È questo forse il dipinto di cui stiamo parlando con l'emergente e parlante, nella cruda verità dell'espressione, committente, prossimo al disincantato bambino con la sua piccola balia; uno schema molto simile a quello della Madonna con il Bambino tra due devoti (Napoli, Galleria nazionale di Capodimonte), della Madonna con il Bambino, un donatore e due angeli (Venezia, Pinacoteca di San Lazzaro degli Armeni), della Madonna col Bambino e un angelo (Gazzada, presso Varese, Museo di Villa Cagnola), della Madonna con il Bambino tra i ss. Giuseppe e Lucia (Berlino, Gemäldegalerie), dell'Adorazione dei pastori con l'angelo che suona il liuto (Allentown, PA, Allentown Art Museum), assoluto capolavoro, con il quale Giovanni Agostino miscela, nel nome di Leonardo, le influenze di Giorgione (Natività Allendale, Washington, National Gallery) e di Francesco Francia (Francesco Raibolini; Natività Bentivoglio, Bologna, Pinacoteca nazionale), collegando Venezia, Milano e Bologna.

A tutto questo si aggiunge la pronta ricezione della presenza italiana, a Venezia e a Bologna di Albrecht Dürer (1505-07). Come osserva Lucia Simonetto, e si avverte pienamente nel dipinto che qui si illustra, le sue opere «sono all'origine di quell'esplosione di cromatismo, di quella monumentalità di impianto delle figure avvolte in voluminosi drappeggi e di quelle stravaganze anticlassiche - elementi fra i più tipici del linguaggio di Giovanni - visibili nel Trittico di Bribano (Belluno, Museo civico), che deve essere disancorato da quel 1502, anno della consacrazione dell'oratorio dei Ss. Nicolò e Rocco per il quale era stato eseguito, e più convincentemente avvicinato al 1506 circa».

Nella Maternità ora apparsa, il bambino è piccolo, quasi nascosto e protetto da una piccola santa, quasi nana, che si insinua fra lui e il prepotente committente, che emerge con la testa da terra e quasi lo tiene in braccio.
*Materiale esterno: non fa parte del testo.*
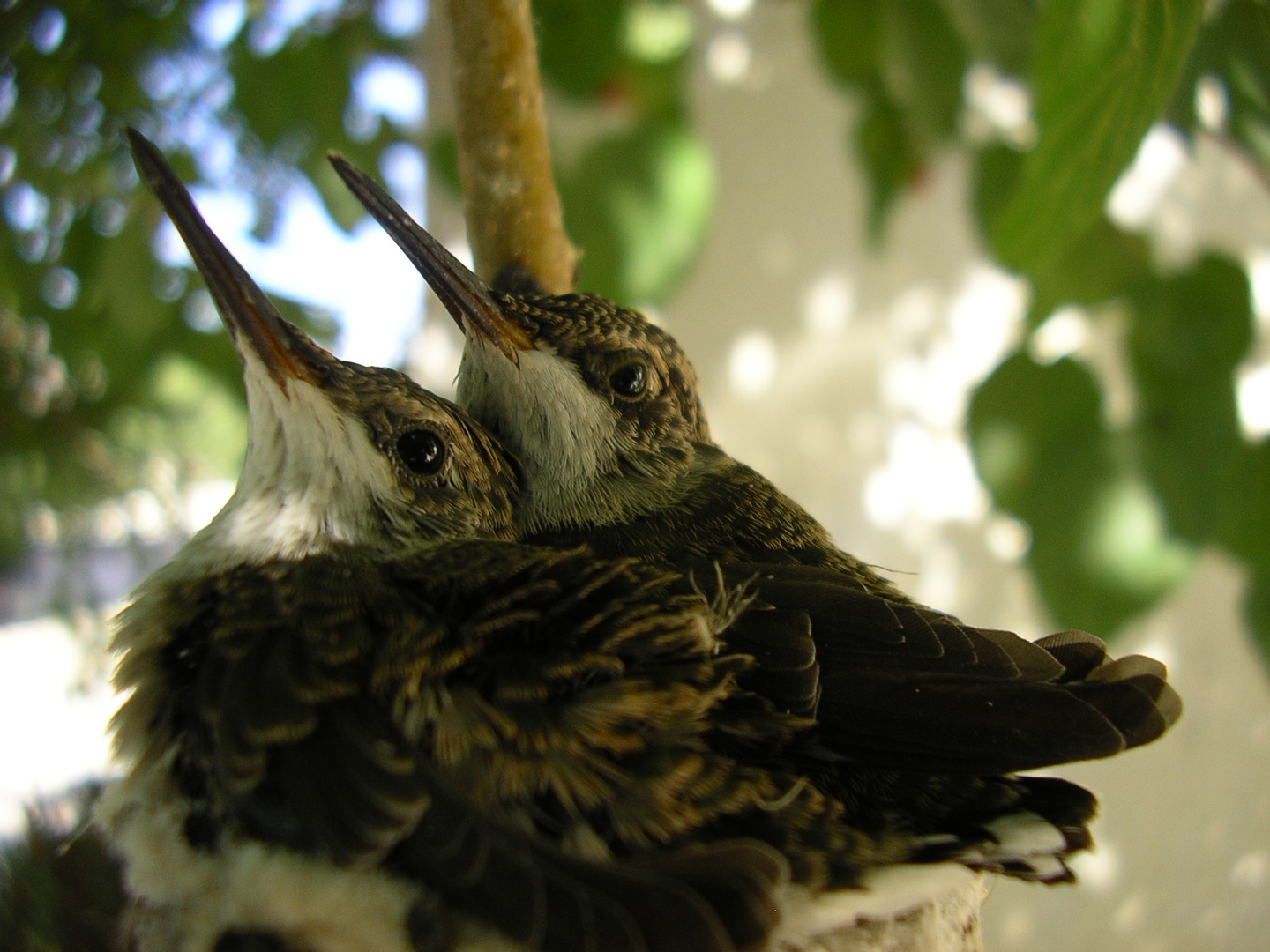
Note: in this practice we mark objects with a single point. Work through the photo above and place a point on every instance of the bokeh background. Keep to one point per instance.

Ne esce un terzetto sorprendente e originalissimo, che scava uno spazio sottoterra, da cui si genera la luce del mondo che la Vergine adora. Mai si erano visti un committente così perentorio e un bambino così poco in vista e distratto, come disturbato, con i cosciotti più parlanti degli occhi, sotto il controllo di una santa contratta.

Ai lati i due santi, di postura e formato regolari, vigilano, protetti sotto la chiostra dei monti. Difficile trovarne un altro, fra i leonardeschi, più originale di Giovanni Agostino, in equilibrio fra Venezia e Milano, irrequieto pendolare!